History
- Name: Empire Aldgate (1945-48); Thackeray (1948-51); Sugar Refiner (1951-58); San Patricio (1958-65); San Miguel (1965-68);
- Owner: Ministry of War Transport, United Kingdom (1945-48); Rodney Steamship Co, London (1948-51); Silvertown Services Ltd, London (1951-58); Valck & Monkton, Valparaiso, Chile (1958-62); Worldwide Maritime Co, Liberia (1962-65); Altair Maritime Corporation, Liberia (1965-67);
- Operator: Owner operated except:-; Glen & Co Ltd (1945-48); R S Dalgleish & Co Ltd (1951-53); Kentships Ltd (1953-58);
- Port of registry: West Hartlepool (1945-48); London (1948-58); Valparaiso (1958-62); Liberia (1962-67);
- Builder: W Gray & Co Ltd, West Hartlepool
- Yard number: 1180
- Launched: 10 May 1945
- Completed: July 1945
- Out of service: 12 September 1965
- Identification: UK Official Number 180053 (1945-58); Code letters MPBM (1945-58); ;

General characteristics
- Tonnage: 3,485 GRT
- Length: 315 ft 5 in (96.14 m)
- Beam: 46 ft 5 in (14.15 m)
- Depth: 22 ft 1 in (6.73 m)
- Propulsion: 1 x triple expansion steam engine (W Gray & Co)

= SS Empire Aldgate =

World War II merchant ship of the United Kingdom

Empire Aldgate was a 3,485-ton, heavy-lift ship which was built in 1945. She was renamed Thackeray in 1948, Sugar Refiner in 1951, San Patricio in 1958, and San Miguel in 1965. She was abandoned by her owners in 1965 and scrapped in 1967.

==History==
Empire Aldgate was built by W Gray Ltd, West Hartlepool as yard number 1180. She was launched on 10 May 1945 and completed in July.

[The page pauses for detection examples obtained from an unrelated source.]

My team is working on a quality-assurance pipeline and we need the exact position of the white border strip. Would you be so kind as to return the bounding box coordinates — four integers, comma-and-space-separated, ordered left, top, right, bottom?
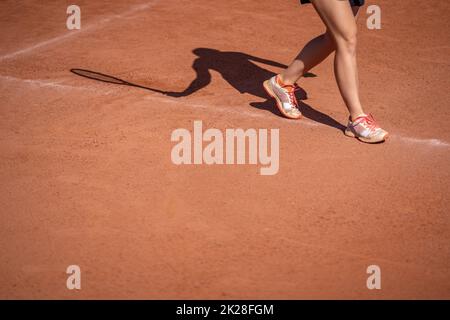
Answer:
0, 1, 157, 61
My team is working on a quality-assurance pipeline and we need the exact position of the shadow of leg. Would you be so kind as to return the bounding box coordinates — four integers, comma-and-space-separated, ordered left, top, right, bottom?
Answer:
250, 84, 346, 131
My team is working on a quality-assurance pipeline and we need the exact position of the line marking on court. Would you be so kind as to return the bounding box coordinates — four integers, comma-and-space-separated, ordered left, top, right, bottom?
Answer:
0, 75, 101, 92
0, 0, 158, 61
0, 75, 450, 148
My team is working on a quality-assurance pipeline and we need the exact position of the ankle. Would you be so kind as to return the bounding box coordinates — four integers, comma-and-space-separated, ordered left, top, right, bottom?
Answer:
350, 112, 367, 121
278, 73, 296, 86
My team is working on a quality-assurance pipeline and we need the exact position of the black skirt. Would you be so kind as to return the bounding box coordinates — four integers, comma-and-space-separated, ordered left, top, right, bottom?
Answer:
300, 0, 364, 7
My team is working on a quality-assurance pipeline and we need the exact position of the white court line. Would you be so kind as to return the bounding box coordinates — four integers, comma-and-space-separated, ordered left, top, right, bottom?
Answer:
0, 75, 97, 91
394, 135, 450, 148
0, 0, 157, 61
0, 75, 450, 148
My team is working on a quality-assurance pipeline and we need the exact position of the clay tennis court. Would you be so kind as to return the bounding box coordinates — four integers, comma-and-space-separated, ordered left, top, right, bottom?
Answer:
0, 0, 450, 299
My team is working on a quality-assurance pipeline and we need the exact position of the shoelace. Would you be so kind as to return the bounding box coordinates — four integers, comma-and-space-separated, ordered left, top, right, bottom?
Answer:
355, 114, 379, 131
283, 83, 300, 108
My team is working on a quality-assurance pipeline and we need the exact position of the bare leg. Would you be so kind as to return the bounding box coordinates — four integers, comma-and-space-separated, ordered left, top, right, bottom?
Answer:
280, 6, 359, 84
311, 0, 364, 119
281, 0, 364, 119
280, 30, 335, 84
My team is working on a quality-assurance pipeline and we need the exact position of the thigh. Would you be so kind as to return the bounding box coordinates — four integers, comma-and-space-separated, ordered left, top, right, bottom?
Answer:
311, 0, 358, 41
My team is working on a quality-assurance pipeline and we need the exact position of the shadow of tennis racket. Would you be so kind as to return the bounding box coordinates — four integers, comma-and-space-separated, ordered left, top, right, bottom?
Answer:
70, 69, 167, 94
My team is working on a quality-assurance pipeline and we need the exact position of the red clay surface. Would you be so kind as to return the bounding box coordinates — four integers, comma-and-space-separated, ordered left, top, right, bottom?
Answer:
0, 0, 450, 299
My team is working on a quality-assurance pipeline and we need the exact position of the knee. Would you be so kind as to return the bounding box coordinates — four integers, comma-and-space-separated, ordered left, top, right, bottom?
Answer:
322, 31, 336, 51
336, 28, 358, 55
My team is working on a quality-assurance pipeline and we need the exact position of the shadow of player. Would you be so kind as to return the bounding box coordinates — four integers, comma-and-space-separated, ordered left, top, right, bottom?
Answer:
70, 48, 345, 130
166, 48, 345, 130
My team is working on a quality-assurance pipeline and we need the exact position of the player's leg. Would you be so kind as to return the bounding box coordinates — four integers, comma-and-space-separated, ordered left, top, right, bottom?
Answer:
280, 6, 359, 84
280, 30, 335, 84
311, 0, 364, 119
311, 0, 388, 143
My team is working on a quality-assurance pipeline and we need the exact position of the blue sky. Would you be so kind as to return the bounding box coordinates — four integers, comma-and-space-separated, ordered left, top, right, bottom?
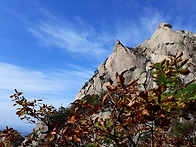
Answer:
0, 0, 196, 132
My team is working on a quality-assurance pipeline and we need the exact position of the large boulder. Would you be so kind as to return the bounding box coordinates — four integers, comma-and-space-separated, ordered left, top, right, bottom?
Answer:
75, 23, 196, 100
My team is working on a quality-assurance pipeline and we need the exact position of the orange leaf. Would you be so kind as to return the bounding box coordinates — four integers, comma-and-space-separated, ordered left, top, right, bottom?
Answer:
102, 92, 111, 104
75, 138, 81, 142
105, 82, 117, 91
142, 109, 150, 116
116, 72, 125, 87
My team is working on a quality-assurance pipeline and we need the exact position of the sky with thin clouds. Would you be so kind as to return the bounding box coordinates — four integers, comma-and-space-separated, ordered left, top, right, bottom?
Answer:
0, 0, 196, 132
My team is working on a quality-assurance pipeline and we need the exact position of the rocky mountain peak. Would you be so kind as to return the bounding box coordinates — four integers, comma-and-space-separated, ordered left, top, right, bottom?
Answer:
75, 23, 196, 99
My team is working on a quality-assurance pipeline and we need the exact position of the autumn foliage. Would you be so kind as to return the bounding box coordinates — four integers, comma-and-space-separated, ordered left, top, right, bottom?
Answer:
1, 53, 196, 147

Empire Aldgate was built for the Ministry of War Transport in the United Kingdom and operated under the management of Glen & Co Ltd. In 1948, Empire Alderney was sold to the Rodney Steamship Co, London and renamed Thackeray. She served with them for until 1951 when she was sold to Silvertown Services Ltd, London and renamed Sugar Refiner. She was operated under the management of R S Dalgleish & Co, Newcastle upon Tyne, until January 1953 when management passed to Kentships Ltd.

In 1958, she was sold to Valck & Monkton, Valparaíso, Chile, and renamed San Patricio. They sold her to the Worldwide Maritime Co, Liberia, in 1962. In 1965, San Patricio was sold to the Altair Maritime Corporation, Liberia, who renamed her San Miguel.

On 12 September 1965, San Miguel put into Las Palmas, Canary Islands, due to problems with her boilers. She was en route from Jacksonville, Florida, U.S., to Tarragona, Spain. She was towed to Tarragona in October 1965 and then abandoned by her owners. In August 1967, San Miguel was towed to Cartagena, Spain, where she was scrapped in September of that year.

==Official number and code letters==
Official Numbers were a forerunner to IMO Numbers.

Empire Aldgate had the UK Official Number 180083 from 1945 to 1958 and used the Code Letters MPBM.